- Born: 2 October 1519
- Died: 27 December 1588 (aged 69)
- Occupation: Politician
- Spouse: Katharine Basset ​(m. 1547)​
- Children: Henry Ashley
- Parent: Henry Ashley

= Henry Ashley (MP for Dorset) =

16th-century English politician

Sir Henry Ashley (2 October 1519 – 27 December 1588) was an English politician.

He was the son of Henry Ashley of Wimborne St. Giles, Dorset, and succeeded his father in 1549. He was knighted in 1553.

==Career==
Sir Henry Ashley was deputy vice-admiral for Dorset from 1551 to 1582 and keeper of the manor and forest of Holt from 1555 to 1566. He was a justice of the peace for Dorset from 1554, and for Wiltshire from 1562 and was appointed Sheriff of Somerset and Dorset for 1555–56 and 1564–65. He was commissioner for piracy for Dorset in 1565, deputy lieutenant by 1577 and colonel of musters, (Shaftesbury division) in 1587.
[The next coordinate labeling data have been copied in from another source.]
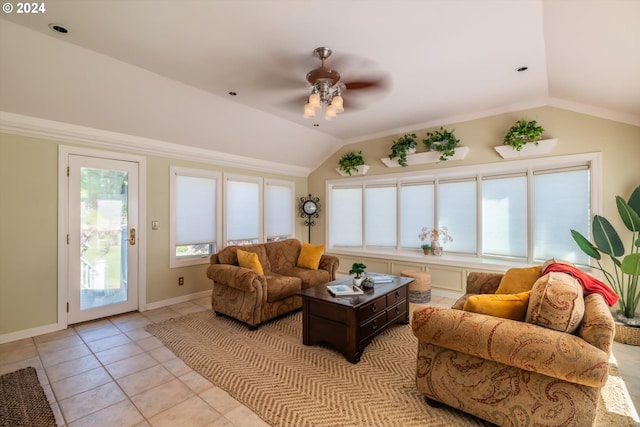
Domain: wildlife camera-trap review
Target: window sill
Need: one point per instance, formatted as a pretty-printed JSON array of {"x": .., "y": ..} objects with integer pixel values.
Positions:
[{"x": 446, "y": 259}]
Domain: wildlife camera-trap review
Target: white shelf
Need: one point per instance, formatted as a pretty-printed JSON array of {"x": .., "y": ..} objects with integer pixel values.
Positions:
[
  {"x": 362, "y": 170},
  {"x": 426, "y": 157},
  {"x": 529, "y": 149}
]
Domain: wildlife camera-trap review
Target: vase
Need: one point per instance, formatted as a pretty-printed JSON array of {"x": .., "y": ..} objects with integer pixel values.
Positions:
[{"x": 627, "y": 330}]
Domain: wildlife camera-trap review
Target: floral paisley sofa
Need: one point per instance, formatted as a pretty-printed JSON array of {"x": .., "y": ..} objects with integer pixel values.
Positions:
[
  {"x": 526, "y": 372},
  {"x": 254, "y": 297}
]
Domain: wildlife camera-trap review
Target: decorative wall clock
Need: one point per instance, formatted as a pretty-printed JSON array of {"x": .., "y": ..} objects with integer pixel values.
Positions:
[{"x": 309, "y": 210}]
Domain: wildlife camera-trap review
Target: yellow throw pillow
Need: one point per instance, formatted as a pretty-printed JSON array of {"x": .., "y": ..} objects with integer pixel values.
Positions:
[
  {"x": 517, "y": 280},
  {"x": 507, "y": 306},
  {"x": 310, "y": 256},
  {"x": 250, "y": 260}
]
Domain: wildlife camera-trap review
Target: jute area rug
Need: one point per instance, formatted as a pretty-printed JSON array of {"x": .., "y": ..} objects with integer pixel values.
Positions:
[
  {"x": 23, "y": 401},
  {"x": 289, "y": 384}
]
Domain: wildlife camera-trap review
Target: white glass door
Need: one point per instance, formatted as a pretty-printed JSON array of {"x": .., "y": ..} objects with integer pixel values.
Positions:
[{"x": 102, "y": 241}]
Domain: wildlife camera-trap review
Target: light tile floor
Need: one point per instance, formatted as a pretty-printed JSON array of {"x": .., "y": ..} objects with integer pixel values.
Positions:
[{"x": 111, "y": 372}]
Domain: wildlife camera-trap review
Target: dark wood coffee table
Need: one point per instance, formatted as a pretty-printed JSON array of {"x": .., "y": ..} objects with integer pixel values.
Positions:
[{"x": 349, "y": 323}]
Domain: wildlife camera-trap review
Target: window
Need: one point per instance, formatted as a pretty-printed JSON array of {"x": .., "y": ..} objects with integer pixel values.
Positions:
[
  {"x": 243, "y": 210},
  {"x": 416, "y": 211},
  {"x": 560, "y": 203},
  {"x": 258, "y": 210},
  {"x": 194, "y": 198},
  {"x": 346, "y": 209},
  {"x": 457, "y": 211},
  {"x": 521, "y": 210},
  {"x": 504, "y": 215},
  {"x": 278, "y": 202}
]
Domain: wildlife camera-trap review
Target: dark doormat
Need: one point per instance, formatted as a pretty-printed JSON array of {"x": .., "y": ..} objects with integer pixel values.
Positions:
[{"x": 23, "y": 401}]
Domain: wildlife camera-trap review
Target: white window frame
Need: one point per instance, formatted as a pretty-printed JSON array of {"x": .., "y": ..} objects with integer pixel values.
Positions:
[
  {"x": 175, "y": 262},
  {"x": 478, "y": 171},
  {"x": 252, "y": 180},
  {"x": 280, "y": 183}
]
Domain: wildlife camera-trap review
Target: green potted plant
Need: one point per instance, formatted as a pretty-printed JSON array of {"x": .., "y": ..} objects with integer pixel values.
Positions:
[
  {"x": 358, "y": 269},
  {"x": 523, "y": 132},
  {"x": 368, "y": 283},
  {"x": 401, "y": 147},
  {"x": 350, "y": 161},
  {"x": 443, "y": 141},
  {"x": 625, "y": 269},
  {"x": 426, "y": 248}
]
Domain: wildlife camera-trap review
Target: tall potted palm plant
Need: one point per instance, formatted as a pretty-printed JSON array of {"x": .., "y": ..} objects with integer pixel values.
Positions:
[{"x": 623, "y": 274}]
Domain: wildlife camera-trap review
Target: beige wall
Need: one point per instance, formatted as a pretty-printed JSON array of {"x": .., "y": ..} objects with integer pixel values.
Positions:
[
  {"x": 576, "y": 133},
  {"x": 29, "y": 223}
]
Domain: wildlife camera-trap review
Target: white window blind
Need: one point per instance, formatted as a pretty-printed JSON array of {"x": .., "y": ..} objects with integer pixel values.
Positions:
[
  {"x": 416, "y": 211},
  {"x": 195, "y": 210},
  {"x": 242, "y": 211},
  {"x": 457, "y": 211},
  {"x": 278, "y": 210},
  {"x": 561, "y": 203},
  {"x": 346, "y": 216},
  {"x": 380, "y": 216},
  {"x": 504, "y": 216}
]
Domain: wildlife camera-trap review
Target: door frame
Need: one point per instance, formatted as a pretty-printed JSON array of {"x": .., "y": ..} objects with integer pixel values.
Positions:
[{"x": 63, "y": 223}]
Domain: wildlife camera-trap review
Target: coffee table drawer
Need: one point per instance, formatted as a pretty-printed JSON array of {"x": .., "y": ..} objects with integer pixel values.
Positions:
[
  {"x": 399, "y": 310},
  {"x": 396, "y": 296},
  {"x": 372, "y": 309},
  {"x": 373, "y": 325}
]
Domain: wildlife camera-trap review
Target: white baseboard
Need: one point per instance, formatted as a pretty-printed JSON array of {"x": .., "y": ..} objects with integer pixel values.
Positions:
[
  {"x": 177, "y": 300},
  {"x": 28, "y": 333},
  {"x": 446, "y": 294},
  {"x": 46, "y": 329}
]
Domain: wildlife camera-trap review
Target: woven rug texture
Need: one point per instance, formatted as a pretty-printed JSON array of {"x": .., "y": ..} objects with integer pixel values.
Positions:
[
  {"x": 23, "y": 401},
  {"x": 289, "y": 384}
]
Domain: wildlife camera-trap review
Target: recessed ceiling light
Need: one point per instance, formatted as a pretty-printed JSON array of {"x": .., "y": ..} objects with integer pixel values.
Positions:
[{"x": 58, "y": 28}]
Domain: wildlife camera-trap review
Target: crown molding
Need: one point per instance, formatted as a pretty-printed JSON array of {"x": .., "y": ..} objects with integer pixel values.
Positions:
[{"x": 65, "y": 132}]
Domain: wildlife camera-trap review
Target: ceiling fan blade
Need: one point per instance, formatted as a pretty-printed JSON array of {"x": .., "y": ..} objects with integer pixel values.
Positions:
[
  {"x": 274, "y": 80},
  {"x": 378, "y": 83},
  {"x": 294, "y": 104}
]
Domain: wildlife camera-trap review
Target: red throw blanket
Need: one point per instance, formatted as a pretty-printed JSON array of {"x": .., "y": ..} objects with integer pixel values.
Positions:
[{"x": 590, "y": 285}]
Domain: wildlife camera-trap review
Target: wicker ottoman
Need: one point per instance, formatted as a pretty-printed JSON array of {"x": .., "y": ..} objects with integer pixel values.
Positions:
[{"x": 420, "y": 288}]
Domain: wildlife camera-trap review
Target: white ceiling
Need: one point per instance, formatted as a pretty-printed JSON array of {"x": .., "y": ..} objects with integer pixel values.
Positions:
[{"x": 163, "y": 69}]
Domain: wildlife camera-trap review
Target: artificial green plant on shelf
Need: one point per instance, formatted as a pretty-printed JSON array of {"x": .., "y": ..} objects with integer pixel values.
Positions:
[
  {"x": 401, "y": 146},
  {"x": 443, "y": 141},
  {"x": 522, "y": 132},
  {"x": 350, "y": 161},
  {"x": 623, "y": 278},
  {"x": 358, "y": 269}
]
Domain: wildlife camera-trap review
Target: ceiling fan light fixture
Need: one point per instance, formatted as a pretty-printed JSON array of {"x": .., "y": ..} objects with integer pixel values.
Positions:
[
  {"x": 337, "y": 103},
  {"x": 314, "y": 100},
  {"x": 325, "y": 90},
  {"x": 330, "y": 113},
  {"x": 309, "y": 111}
]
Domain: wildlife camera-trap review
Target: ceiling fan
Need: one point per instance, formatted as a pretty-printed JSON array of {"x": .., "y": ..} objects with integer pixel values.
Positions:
[{"x": 327, "y": 88}]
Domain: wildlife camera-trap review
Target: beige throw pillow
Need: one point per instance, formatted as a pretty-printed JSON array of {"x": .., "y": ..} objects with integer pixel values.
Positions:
[{"x": 556, "y": 302}]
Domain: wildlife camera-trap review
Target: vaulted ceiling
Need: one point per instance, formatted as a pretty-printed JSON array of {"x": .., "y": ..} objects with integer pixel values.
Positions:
[{"x": 163, "y": 70}]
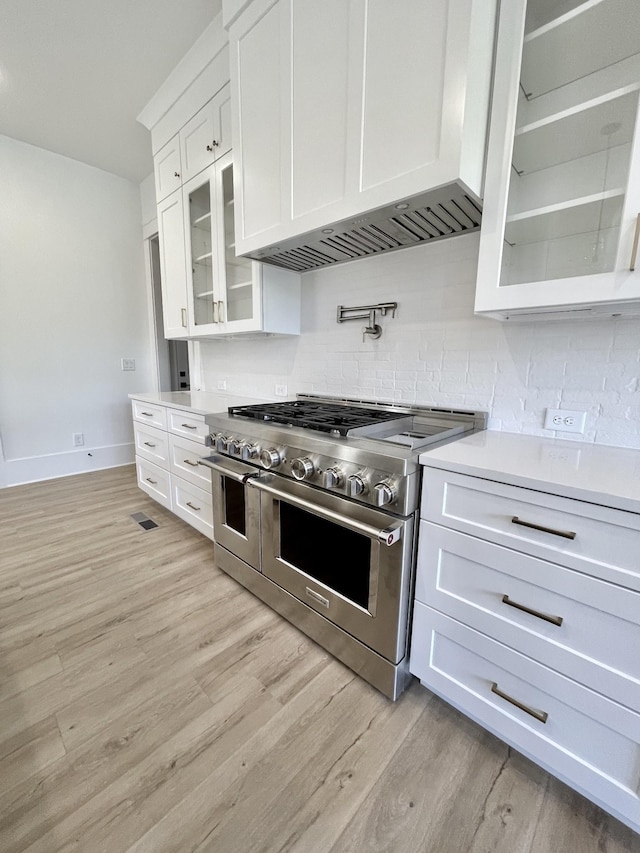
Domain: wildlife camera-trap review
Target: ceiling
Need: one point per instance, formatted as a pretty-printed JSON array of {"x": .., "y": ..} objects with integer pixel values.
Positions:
[{"x": 74, "y": 74}]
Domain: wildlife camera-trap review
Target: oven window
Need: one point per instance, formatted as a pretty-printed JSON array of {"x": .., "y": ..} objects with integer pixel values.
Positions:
[
  {"x": 338, "y": 558},
  {"x": 234, "y": 509}
]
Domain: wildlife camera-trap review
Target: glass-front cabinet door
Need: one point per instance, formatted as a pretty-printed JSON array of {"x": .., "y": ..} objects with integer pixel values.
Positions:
[
  {"x": 239, "y": 297},
  {"x": 201, "y": 252},
  {"x": 562, "y": 194}
]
He was a member of parliament (MP) for Dorset in 1554 and 1563 and for Shaftesbury in 1547.

==Marriage and progeny==
In 1547, he married Katharine Basset (b. circa 1522), a servant to Queen Anne of Cleves, the second daughter of Sir John Basset (1462–1528), KB, of Tehidy in Cornwall and Umberleigh in Devon (Sheriff of Cornwall in 1497, 1517 and 1522 and Sheriff of Devon in 1524) by his second wife, Honor Grenville (died 1566), (later Viscountess Lisle) a daughter of Sir Thomas Grenville (died 1513) of Stowe in the parish of Kilkhampton, Cornwall, and lord of the manor of Bideford in North Devon, Sheriff of Cornwall in 1481 and in 1486.
By Katharine he had two sons including:
- Henry Ashley (1548 – post 1605), eldest son and heir, MP.